Sunday, 16 September 2007

Baling out trust

No man’s worthy word

Never has there been a situation where a bank and the whole financial infrastructure that supports the banking environment wanted to seek refuge and find strength in the credo “My Word is My Bond”. This is the motto of the London Stock Exchange which in Latin is “dictum meum pactum”.

It takes no rocket science of convoluted mathematical equations that govern the arcane and complex financial instruments popularly known as Collateralised Debt Obligations to realize that the man ingredient for any business transaction is integrity based on trust.

Trust is key

This may sound old-fashioned, but there is a need for trust in many undertakings of everyday life especially the old-time favourites as your priest, your doctor and your bank manager because they underpin a sense of guidance in life, quality of life and affordability in all eventualities; things that have subsumed into a compelling cynicism of humanity in recent times.

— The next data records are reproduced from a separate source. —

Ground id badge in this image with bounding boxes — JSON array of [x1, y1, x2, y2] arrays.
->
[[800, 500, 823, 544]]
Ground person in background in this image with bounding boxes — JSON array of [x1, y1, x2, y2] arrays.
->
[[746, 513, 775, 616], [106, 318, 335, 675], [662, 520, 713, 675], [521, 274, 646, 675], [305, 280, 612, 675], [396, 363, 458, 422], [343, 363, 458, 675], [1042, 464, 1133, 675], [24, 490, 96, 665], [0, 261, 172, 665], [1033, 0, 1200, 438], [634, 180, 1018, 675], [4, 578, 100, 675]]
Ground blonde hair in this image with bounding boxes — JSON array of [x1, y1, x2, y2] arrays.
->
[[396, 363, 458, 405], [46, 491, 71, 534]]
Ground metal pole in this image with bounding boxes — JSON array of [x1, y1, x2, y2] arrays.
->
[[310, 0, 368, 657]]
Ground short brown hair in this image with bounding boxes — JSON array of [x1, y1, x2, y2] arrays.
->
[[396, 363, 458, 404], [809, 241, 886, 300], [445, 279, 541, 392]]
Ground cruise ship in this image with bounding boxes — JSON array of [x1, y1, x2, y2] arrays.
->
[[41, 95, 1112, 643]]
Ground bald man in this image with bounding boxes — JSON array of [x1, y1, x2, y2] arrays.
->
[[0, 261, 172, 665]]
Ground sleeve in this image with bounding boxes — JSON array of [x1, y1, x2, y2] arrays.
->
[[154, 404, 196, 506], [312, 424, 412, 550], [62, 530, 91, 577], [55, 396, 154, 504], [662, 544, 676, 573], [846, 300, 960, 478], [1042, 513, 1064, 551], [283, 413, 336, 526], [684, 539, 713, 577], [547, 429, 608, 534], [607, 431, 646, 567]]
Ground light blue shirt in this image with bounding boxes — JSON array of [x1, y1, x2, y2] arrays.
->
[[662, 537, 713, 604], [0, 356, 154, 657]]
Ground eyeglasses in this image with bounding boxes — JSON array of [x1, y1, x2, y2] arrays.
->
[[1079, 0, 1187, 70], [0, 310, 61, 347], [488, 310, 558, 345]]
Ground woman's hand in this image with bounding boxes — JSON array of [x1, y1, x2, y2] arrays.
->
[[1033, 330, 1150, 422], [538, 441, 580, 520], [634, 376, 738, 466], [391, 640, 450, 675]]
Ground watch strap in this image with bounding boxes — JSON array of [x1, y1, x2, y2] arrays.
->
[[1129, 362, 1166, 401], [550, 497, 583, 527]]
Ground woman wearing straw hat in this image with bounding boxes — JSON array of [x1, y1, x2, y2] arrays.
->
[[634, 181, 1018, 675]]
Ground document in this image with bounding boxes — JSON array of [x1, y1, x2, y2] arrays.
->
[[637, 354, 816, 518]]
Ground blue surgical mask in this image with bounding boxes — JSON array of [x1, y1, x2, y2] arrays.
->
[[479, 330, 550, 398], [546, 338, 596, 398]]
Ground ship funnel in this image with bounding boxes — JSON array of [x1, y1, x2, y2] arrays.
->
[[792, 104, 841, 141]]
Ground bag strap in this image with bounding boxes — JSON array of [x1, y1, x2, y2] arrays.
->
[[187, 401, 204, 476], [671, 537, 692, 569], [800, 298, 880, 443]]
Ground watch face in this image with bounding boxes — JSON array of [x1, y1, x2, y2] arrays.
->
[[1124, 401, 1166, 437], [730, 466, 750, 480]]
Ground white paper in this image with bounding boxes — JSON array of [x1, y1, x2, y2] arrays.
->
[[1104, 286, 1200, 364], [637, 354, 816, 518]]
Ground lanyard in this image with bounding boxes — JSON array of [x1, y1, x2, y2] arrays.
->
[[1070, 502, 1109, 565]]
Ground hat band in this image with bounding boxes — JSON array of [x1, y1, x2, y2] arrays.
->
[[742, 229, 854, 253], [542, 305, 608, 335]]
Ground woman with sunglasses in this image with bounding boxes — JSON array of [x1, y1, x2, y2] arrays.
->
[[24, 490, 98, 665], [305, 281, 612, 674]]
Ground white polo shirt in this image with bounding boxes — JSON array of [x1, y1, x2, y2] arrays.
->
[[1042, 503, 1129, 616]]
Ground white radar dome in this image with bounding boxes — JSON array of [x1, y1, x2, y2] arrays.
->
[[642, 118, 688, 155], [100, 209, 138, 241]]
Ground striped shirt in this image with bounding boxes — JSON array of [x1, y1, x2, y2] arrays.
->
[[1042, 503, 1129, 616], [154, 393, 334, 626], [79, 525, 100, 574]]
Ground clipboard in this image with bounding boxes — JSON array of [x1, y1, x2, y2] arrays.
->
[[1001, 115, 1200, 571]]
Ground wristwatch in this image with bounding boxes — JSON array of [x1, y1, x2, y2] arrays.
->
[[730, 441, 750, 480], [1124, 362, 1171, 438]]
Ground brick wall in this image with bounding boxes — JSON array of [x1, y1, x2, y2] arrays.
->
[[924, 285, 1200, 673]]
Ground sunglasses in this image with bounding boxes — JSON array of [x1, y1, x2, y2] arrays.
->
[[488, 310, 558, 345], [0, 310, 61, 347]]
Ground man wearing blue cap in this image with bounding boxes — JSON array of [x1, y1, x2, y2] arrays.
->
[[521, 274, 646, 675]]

The credit crunch that is suffocating the financial markets like a large cloud of rolling mustard gas is a victim of the loss of trust, the fundamentals that allow banks to run through inter-bank lending mechanisms has seized up because banks cannot assuredly guarantee that the borrower banks are not overly exposed to the sub-prime mortgage frauds in the United States.

This becomes a problem when the borrower bank relies more of this borrowing facility than on savings it has accrued, such that in the case of Northern Rock the Bank of England instituted its first bale out since 1970.

Collapse of trust

This was supposed to signify that the Bank of England believes that the situation at Northern Rock is not as critical as to be irredeemable, in fact, it is confidence reposed in the bank and its business model that once this credit crunch is over the bank would be able to continue to continue business as usual.

Unfortunately, after the pensions mis-selling and other financial debacles where the governing bank, financial governance institutions or governments have been slow to guarantee or underwrite the risks that trusting citizens have had in their supposed protectors, people are no more willing to listen to assurances from the bank, the Bank of England or the government.

It is therefore no surprise that people have queued up at branches of Northern Rock to withdraw their nest eggs because if the bank does collapse the people would get nowhere near what they have put into the bank.

Vicious circle begins

There is too much of a track record to show that people have great cause for concern as they have shown with taking about GBP 1 billion out of the bank such that its value has fallen by a third which would eventually increase the need for the bank to draw on support from the Bank of England further diminishing confidence in the whole banking system, the makings of a vicious circle.

We have not heard the last of this matter because there is no doubt that more banks are exposed and as still using all sorts of financial subterfuge mechanisms to cover their exposure till it becomes untenable and the paps of the Bank of England are up for another suckling bank that has been engulfed by a global crisis that shows no sign of going away like a bad storm.

All because of the collapse of trust, the core ingredient for businesses to survive regardless of papers, contracts and assurances.

We need to return to these old-fashioned elements of integrity and good reputation because therein lies the redemption of this economic fallout – the quest for filthy lucre must not be above the need to maintain confidence and trust by doing things according to the rules, transparently and honestly.